1

I have two DF's(railroadGreaterFile, railroadInputFile).

I want to drop records from railroadGreaterFile if data in MEMBER_NUM column from railroadGreaterFile is matching the data in MEMBER_NUM column from railroadInputFile

Below is what i used:

val columnrailroadInputFile = railroadInputFile.withColumn("check", lit("check"))
val railroadGreaterNotInput = railroadGreaterFile
                               .join(columnrailroadInputFile, Seq("MEMBER_NUM"), "left")
                               .filter($"check".isNull)
                               .drop($"check")

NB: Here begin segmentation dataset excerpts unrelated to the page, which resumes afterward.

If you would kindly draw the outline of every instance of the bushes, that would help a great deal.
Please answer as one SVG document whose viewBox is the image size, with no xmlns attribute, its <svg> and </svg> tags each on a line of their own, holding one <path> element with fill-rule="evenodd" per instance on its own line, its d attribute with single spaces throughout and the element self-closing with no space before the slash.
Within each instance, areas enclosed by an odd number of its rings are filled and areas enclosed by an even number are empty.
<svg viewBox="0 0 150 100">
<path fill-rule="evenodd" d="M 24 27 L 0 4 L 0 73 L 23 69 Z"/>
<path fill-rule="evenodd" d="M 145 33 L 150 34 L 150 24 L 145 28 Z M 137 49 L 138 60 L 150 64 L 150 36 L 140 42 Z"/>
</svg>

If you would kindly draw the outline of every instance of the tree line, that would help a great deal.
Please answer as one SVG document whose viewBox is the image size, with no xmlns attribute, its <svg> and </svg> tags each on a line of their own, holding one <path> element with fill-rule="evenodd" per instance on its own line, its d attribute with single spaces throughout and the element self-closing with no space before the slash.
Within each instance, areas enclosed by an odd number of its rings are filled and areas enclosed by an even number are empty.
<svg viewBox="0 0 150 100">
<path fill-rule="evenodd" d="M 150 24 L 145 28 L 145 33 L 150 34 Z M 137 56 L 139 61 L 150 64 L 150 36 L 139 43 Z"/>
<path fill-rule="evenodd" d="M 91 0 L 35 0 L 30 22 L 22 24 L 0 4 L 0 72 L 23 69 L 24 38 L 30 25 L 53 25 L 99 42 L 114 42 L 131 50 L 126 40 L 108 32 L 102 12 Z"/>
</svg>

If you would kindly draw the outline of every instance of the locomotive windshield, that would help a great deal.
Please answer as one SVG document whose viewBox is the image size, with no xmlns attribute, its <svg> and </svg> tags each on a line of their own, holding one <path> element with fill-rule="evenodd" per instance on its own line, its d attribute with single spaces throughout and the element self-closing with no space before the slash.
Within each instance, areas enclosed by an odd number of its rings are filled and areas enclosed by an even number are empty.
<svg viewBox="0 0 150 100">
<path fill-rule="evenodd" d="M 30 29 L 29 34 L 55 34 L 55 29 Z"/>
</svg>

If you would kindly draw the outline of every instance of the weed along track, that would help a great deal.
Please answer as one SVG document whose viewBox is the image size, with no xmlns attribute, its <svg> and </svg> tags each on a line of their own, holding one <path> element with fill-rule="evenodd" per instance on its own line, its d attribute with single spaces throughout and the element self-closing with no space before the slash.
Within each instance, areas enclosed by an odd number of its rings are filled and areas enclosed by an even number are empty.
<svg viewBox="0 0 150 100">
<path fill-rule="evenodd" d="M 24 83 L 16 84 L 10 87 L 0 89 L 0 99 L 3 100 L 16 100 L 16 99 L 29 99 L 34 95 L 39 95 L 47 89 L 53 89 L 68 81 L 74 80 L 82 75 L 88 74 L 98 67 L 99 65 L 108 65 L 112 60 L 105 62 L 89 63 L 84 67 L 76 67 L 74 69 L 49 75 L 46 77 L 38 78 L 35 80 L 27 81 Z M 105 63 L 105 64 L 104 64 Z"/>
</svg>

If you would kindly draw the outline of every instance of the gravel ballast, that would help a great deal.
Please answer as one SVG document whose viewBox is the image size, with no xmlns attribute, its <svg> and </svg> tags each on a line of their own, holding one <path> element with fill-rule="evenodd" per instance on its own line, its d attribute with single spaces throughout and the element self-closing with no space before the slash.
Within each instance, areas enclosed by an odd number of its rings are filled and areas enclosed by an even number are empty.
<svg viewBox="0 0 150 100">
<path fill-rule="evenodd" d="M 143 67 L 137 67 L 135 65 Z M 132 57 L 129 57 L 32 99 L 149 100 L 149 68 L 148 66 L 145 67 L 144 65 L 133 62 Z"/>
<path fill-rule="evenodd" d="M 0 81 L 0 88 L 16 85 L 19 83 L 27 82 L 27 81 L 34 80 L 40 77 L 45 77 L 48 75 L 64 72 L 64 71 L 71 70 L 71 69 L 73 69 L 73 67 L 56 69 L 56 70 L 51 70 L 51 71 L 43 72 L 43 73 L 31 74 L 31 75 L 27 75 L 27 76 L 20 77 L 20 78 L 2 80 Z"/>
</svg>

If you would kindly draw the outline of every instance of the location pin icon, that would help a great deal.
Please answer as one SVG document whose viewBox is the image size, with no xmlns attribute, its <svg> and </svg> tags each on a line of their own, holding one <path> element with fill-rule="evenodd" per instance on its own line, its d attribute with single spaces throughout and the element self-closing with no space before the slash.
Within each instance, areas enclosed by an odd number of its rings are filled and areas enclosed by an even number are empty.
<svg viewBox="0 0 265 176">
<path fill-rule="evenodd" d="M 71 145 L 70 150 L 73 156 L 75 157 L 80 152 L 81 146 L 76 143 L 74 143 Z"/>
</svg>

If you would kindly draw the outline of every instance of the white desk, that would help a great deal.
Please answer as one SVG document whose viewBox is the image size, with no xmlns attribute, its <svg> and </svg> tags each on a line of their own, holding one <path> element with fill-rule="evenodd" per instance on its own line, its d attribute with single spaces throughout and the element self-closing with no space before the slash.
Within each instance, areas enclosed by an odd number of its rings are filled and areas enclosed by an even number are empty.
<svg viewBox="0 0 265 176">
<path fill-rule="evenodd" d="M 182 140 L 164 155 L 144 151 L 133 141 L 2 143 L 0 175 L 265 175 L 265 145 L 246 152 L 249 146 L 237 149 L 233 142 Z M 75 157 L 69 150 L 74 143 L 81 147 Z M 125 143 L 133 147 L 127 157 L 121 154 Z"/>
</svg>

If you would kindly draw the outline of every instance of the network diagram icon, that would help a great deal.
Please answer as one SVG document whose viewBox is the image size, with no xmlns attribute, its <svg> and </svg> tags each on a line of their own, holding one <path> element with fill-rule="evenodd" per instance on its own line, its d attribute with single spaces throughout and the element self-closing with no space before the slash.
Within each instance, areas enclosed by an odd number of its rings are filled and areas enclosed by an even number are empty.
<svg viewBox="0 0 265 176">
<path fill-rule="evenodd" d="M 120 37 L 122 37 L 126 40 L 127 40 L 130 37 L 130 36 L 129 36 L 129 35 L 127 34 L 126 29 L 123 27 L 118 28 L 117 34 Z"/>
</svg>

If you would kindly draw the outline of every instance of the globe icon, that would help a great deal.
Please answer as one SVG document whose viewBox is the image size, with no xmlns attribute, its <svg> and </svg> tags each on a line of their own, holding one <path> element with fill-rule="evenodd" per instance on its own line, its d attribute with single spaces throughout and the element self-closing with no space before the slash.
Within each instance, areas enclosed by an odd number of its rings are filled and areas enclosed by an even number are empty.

Doing above, records are dropped, however i witnessed railroadGreaterNotInput's schema is combination of my DF1 and DF2 so when I try to write the railroadGreaterNotInput's data to file, it gives me below error

org.apache.spark.sql.AnalysisException: Reference 'GROUP_NUM' is ambiguous, could be: GROUP_NUM#508, GROUP_NUM#72

What should i be doing so that railroadGreaterNotInput would only contain fields from railroadGreaterFile DF?

philantrovert
  • 9,904
  • 3
  • 37
  • 61
  • You can rename the conflicting column names from railroadInputFile and just select railroadGreaterFile dataframe columns only after you join them – Ramesh Maharjan May 03 '18 at 10:57

1 Answers1

2

You can only select the MEMBER_NUM while joining

val columnrailroadInputFile = railroadInputFile.withColumn("check", lit("check"))
val railroadGreaterNotInput = railroadGreaterFile.join(
    columnrailroadInputFile.select("MEMBER_NUM", "check"), Seq("MEMBER_NUM"), "left")
   .filter($"check".isNull).drop($"check")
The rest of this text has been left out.